The Knicks reportedly were hoping to land the No. 1 pick and trade it for Davis before signing Kyrie Irving and/or Kevin Durant. Instead, New York fell to No. 3, where Duke star R.J. Barrett likely will be waiting. That’s probably not enough to woo New Orleans, but the No. 3 pick in the draft is a legitimate asset. (There’s also a potential Barrett-Irving-Durant team-up to worry about if you’re a C’s fan.)

The Celtics still feel like the leader in the clubhouse, despite an ugly season and Irving’s looming free agency. At the end of the day, if Ainge really is willing to part with both Tatum and Jaylen Brown, no other team can match him.
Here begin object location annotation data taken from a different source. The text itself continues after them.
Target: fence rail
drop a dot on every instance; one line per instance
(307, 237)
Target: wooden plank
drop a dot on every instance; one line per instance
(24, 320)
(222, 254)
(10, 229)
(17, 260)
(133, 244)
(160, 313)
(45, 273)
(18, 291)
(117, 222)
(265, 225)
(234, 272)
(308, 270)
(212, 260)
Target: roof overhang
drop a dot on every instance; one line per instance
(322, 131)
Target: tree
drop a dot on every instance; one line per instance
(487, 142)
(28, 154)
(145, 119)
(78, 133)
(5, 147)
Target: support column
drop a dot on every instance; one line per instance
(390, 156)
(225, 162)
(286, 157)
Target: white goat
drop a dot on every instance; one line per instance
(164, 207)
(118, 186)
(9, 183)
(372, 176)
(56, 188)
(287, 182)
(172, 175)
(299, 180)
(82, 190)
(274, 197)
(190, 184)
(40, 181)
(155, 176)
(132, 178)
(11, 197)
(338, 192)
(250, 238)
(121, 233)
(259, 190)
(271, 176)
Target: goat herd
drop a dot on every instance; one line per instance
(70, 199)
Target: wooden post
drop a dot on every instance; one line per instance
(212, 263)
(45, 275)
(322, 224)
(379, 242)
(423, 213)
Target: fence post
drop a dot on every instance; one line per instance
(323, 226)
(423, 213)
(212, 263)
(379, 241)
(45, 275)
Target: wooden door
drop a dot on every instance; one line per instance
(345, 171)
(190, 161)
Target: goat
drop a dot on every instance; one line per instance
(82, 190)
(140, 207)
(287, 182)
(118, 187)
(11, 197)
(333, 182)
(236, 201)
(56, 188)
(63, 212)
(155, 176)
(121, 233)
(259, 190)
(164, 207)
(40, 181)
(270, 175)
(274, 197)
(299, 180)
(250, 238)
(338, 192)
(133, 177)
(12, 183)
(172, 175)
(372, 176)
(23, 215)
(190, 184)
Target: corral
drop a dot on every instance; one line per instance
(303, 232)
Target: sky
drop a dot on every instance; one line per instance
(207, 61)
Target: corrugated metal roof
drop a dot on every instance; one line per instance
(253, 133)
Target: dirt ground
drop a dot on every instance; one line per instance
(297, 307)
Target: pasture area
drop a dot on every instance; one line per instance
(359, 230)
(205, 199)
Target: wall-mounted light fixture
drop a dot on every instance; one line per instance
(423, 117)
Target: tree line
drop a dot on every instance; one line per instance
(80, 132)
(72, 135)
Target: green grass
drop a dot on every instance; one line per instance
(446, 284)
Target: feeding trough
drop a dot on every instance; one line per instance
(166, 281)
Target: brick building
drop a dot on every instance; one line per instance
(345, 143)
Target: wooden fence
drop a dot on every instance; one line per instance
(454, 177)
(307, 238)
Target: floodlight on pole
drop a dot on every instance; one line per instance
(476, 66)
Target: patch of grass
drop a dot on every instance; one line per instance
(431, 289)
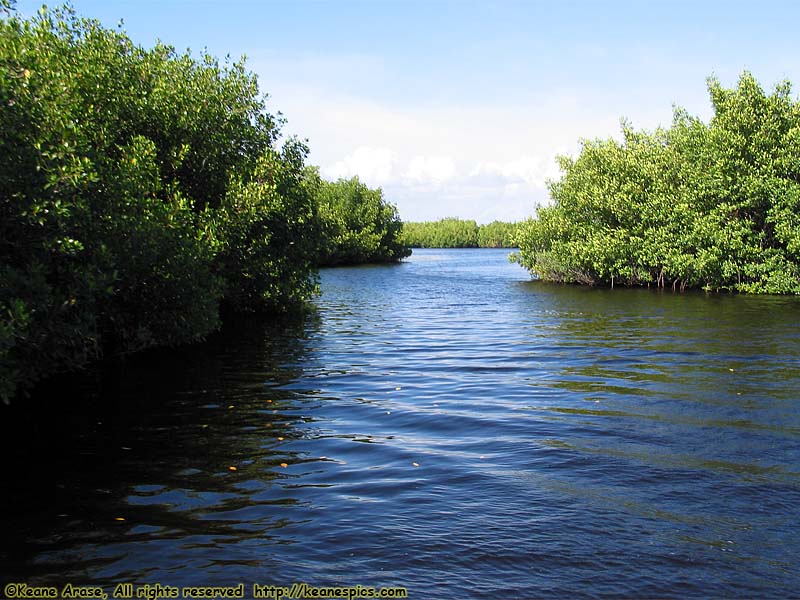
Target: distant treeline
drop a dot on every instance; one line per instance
(459, 233)
(141, 190)
(713, 206)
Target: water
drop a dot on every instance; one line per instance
(444, 425)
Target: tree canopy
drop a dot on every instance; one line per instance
(709, 205)
(140, 190)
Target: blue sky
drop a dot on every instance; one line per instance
(458, 108)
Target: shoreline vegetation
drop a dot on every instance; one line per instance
(459, 233)
(143, 191)
(711, 205)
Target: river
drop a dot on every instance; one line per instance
(445, 425)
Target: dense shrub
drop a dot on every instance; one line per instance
(459, 233)
(358, 225)
(138, 188)
(696, 205)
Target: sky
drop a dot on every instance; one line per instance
(459, 108)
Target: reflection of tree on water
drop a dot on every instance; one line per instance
(179, 444)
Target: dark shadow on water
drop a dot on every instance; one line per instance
(155, 447)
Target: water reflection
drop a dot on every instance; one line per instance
(120, 468)
(444, 424)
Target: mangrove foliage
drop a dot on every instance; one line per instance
(459, 233)
(143, 189)
(697, 205)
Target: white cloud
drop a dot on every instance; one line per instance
(374, 166)
(532, 170)
(433, 169)
(482, 162)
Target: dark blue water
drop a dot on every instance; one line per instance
(444, 425)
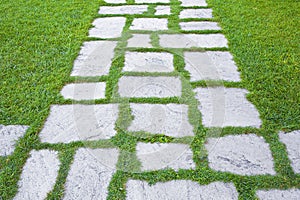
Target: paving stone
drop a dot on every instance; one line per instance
(84, 91)
(192, 40)
(94, 59)
(240, 154)
(127, 9)
(90, 173)
(168, 119)
(150, 24)
(211, 65)
(161, 156)
(108, 27)
(148, 86)
(148, 62)
(292, 143)
(39, 175)
(221, 107)
(68, 123)
(8, 137)
(180, 190)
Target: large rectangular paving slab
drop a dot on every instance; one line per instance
(180, 190)
(90, 174)
(68, 123)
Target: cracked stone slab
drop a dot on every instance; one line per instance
(180, 189)
(148, 86)
(148, 62)
(68, 123)
(39, 175)
(8, 137)
(90, 173)
(94, 58)
(292, 143)
(222, 107)
(211, 65)
(165, 155)
(107, 27)
(240, 154)
(192, 40)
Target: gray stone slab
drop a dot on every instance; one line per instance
(84, 91)
(211, 65)
(148, 62)
(168, 119)
(292, 143)
(192, 40)
(8, 137)
(240, 154)
(148, 86)
(180, 190)
(107, 27)
(39, 175)
(221, 107)
(68, 123)
(94, 59)
(90, 174)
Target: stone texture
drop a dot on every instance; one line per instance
(39, 175)
(148, 86)
(168, 119)
(68, 123)
(180, 190)
(8, 137)
(240, 154)
(90, 173)
(161, 156)
(94, 59)
(292, 143)
(192, 40)
(221, 107)
(108, 27)
(211, 65)
(148, 62)
(84, 91)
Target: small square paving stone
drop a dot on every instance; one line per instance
(68, 123)
(8, 137)
(90, 173)
(211, 65)
(292, 143)
(108, 27)
(148, 86)
(39, 175)
(221, 107)
(148, 62)
(169, 119)
(240, 154)
(94, 59)
(180, 190)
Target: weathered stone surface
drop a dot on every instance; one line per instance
(90, 173)
(192, 40)
(8, 137)
(68, 123)
(181, 190)
(292, 143)
(108, 27)
(240, 154)
(148, 86)
(94, 59)
(211, 65)
(39, 175)
(221, 107)
(168, 119)
(148, 62)
(84, 91)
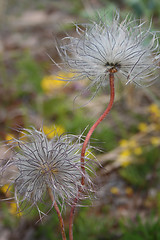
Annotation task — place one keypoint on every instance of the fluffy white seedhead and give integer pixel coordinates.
(125, 48)
(44, 164)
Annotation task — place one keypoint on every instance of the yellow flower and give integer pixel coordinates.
(124, 158)
(143, 127)
(129, 191)
(132, 143)
(155, 141)
(114, 190)
(138, 151)
(53, 130)
(13, 210)
(123, 143)
(9, 137)
(54, 82)
(154, 109)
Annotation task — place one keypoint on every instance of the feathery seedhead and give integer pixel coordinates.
(44, 164)
(123, 48)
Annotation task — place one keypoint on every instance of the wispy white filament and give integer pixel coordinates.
(125, 46)
(44, 164)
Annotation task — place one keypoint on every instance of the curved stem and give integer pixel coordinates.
(59, 215)
(71, 219)
(111, 80)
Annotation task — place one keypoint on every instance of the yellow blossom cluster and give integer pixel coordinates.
(129, 149)
(52, 83)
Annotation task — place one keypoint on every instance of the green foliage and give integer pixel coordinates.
(90, 226)
(149, 230)
(137, 173)
(29, 75)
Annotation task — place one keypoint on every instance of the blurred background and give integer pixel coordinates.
(128, 195)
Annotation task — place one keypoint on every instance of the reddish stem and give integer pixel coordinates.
(111, 80)
(59, 215)
(71, 219)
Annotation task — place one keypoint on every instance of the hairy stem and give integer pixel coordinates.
(71, 219)
(111, 80)
(59, 215)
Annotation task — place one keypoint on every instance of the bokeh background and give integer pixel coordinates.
(128, 196)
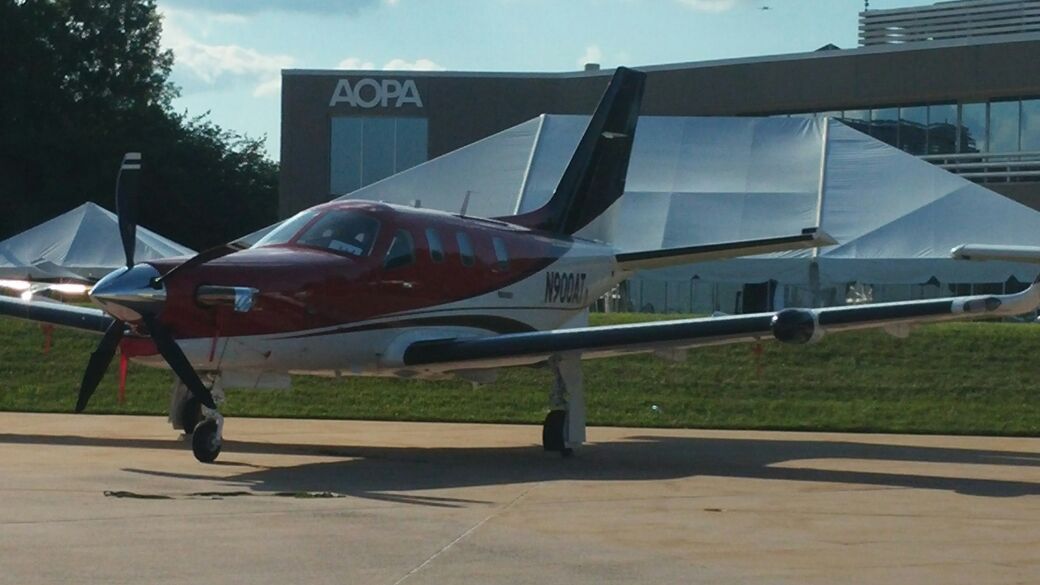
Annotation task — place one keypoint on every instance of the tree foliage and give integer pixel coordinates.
(81, 82)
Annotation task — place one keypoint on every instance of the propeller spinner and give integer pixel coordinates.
(135, 295)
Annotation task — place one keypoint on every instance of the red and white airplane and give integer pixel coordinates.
(373, 289)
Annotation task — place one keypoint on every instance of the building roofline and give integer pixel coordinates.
(859, 51)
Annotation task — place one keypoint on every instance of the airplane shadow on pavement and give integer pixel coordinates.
(378, 473)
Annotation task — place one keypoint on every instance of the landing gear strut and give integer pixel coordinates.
(203, 426)
(208, 437)
(565, 425)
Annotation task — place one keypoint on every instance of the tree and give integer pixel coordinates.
(85, 80)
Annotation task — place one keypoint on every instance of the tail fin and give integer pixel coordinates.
(595, 177)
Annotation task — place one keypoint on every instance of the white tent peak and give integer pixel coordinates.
(80, 244)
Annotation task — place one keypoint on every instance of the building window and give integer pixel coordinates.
(973, 136)
(466, 255)
(436, 248)
(858, 119)
(365, 150)
(1031, 125)
(942, 129)
(913, 129)
(885, 125)
(1004, 118)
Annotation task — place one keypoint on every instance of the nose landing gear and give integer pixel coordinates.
(203, 426)
(564, 428)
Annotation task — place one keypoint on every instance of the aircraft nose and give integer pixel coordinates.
(127, 294)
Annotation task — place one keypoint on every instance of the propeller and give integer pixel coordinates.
(136, 294)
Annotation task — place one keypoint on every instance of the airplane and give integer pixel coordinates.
(367, 288)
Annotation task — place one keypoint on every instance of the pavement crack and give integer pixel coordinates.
(223, 494)
(465, 534)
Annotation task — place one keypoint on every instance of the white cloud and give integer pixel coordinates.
(355, 62)
(418, 65)
(713, 5)
(392, 65)
(200, 66)
(593, 54)
(342, 7)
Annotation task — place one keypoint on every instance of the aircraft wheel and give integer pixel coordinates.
(206, 440)
(190, 414)
(552, 432)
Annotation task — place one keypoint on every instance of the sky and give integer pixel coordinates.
(228, 54)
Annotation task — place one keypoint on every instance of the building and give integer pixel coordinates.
(970, 104)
Still, the Kings pick isn’t nearly as attractive as it once was, and the Grizzlies pick now carries some unanticipated risk, if you ask us.

And then there’s New Orleans.

Davis reportedly still wants out, despite the impending arrival of Williamson. However, the NBA is a total crapshoot, and would it really surprise you if Davis changes his mind? What if New Orleans stubbornly refuses to trade him in hopes that a season with Williamson will make him come around?

Again, this is the NBA. Expect the unexpected.

WHAT IT ALL MEANS
Honestly, it’s tough to say.

If the Celtics’ goal is to stay the course and keep drafting and developing talent, they’re still in great shape. If they were hitching their wagons to maximizing the Kings and Grizzlies picks, then they took a hit. If Davis still is the endgame, Tuesday night was more bad (Lakers jumped, Pelicans won lottery, Kings and Grizzlies picks lost value) than good (Knicks lost) — though the gap there is slim.

As for how Irving feels about all of this, good luck getting inside that guy’s head. And if he really is set on leaving Boston, then all of this talk is for nothing.

At the end of the day, if you already felt sick about the Celtics, the lottery shouldn’t make you feel any better. It wasn’t a knockout blow, but it nevertheless was another loss in a season chock-full of them.